We Become What We Behold
Psalm 115 offers one of Scripture's most chilling observations about idolatry. After describing lifeless idols with mouths that don't speak, eyes that don't see, and ears that don't hear, the psalmist delivers this haunting verdict: "Those who make them become like them."
We become what we behold.
An idol doesn't just disappoint you or fail you—it hollows you out. It makes you into its image. When Israel was faithless and under judgment, God often described them this way: "Though seeing, you do not see; though hearing, you do not hear." The natural consequence of idolatry is that we start to resemble the very things we worship.

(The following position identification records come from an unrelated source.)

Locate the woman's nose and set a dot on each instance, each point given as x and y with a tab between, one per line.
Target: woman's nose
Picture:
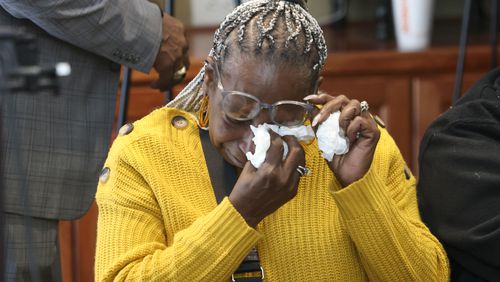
246	144
263	117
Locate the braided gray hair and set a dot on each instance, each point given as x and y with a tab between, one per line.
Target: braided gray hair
298	28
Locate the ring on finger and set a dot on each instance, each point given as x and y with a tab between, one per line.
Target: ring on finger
180	73
364	106
303	171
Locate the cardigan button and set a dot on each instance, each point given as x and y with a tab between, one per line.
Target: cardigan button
105	172
179	122
125	129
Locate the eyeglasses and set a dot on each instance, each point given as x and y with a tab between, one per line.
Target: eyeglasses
242	106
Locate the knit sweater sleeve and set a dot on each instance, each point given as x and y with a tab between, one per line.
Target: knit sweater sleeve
381	216
131	237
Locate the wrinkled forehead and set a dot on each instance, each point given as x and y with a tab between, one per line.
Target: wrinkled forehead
268	80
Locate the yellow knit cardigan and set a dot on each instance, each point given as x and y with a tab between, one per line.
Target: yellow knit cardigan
159	220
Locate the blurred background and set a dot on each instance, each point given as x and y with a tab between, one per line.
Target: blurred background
407	90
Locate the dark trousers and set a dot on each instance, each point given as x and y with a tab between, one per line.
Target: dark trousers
31	250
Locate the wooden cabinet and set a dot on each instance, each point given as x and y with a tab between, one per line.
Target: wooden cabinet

But here's the beautiful flip side of this truth: if beholding an idol—something deaf, blind, finite, and hollow—makes us deaf, blind, finite, and hollow, then beholding Jesus does the very opposite. It restores us. It opens our eyes. It fills what the idol emptied. It rebuilds what the idol broke.
The True Image
Paul writes in 2 Corinthians that "we all, with unveiled faces, beholding the glory of the Lord, are being transformed into that same image from one degree of glory to another." This is the power of transformation: we are changed by exposure, by beholding.

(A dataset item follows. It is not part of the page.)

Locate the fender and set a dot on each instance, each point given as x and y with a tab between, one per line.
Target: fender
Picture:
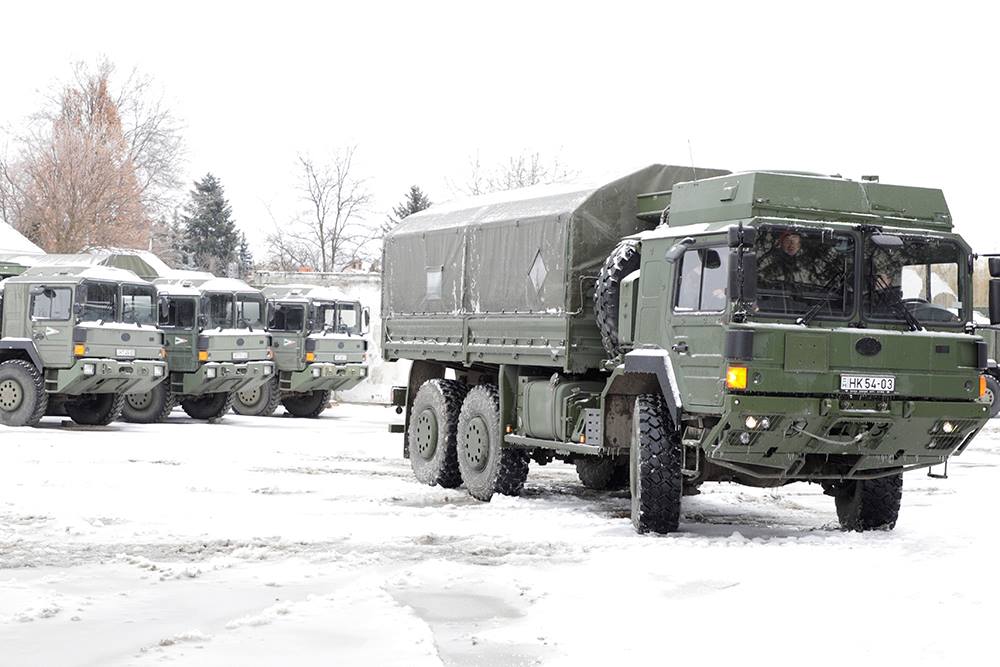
25	345
657	362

The same principle that makes idolatry so destructive is the very principle that makes the gospel so powerful. We become what we behold.
In Colossians 1, Paul describes Jesus as "the image of the invisible God." When you look at Jesus, you're seeing exactly what God looks like—not an approximation, not a religious idea, but the reality. Jesus is the perfect image of God and therefore also the perfect image of humanity. He's the template, showing us what we were always meant to look like.

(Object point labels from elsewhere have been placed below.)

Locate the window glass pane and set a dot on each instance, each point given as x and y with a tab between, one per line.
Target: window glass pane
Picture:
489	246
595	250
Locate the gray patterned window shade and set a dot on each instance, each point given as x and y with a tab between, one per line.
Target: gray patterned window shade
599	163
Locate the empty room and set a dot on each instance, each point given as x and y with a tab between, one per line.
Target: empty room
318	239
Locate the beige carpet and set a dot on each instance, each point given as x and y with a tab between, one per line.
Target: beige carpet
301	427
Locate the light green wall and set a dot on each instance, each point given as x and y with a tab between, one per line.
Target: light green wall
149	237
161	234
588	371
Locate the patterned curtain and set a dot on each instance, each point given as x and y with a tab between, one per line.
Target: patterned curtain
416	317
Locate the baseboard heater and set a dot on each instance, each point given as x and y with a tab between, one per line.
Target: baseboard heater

When you want to know what a fully worshiping, fully alive, fully human life looks like, you look at Jesus—the way he loved people, handled power, faced suffering, spoke to both humanity and God, dealt with temptation, prayed, and served.
Paul declares that "in him all things hold together." Not just some things. Not just spiritual things. All things. Your marriage, your finances, your identity, your future, your fears. Every idol you've ever built was an attempt to find something that could hold your life together. But there's only one thing that can do that: Jesus.
The Invitation
So here's the question to wrestle with: What do you think about when you don't have anything to think about? Where does your mind go when things get quiet? When the meeting ends, when the kids go to bed, when the noise stops, what does your heart reach for?
That thing, that person, that number, that scenario you keep hoping for—that's your functional savior. That's what you're offering your worship to.
You won't white-knuckle your way out of idolatry. You won't out-discipline your desires. Willpower alone is not the answer. The answer is a better beholding. You don't drive out a love by fighting it; you drive it out by finding something more beautiful, more real, more worthy, more true.
The idol loses its grip not when we stare at it harder, but when we stop staring at it altogether and turn our eyes toward something greater. As we behold the glory of the Lord, as we fix our eyes on the true image, we're transformed—not by effort, but by exposure.
We become what we behold. So let's behold Jesus—the one who is the image of the invisible God, the one in whom all things hold together, the one who is more real than our fears, more stable than our portfolios, and more satisfying than anything this world will ever offer.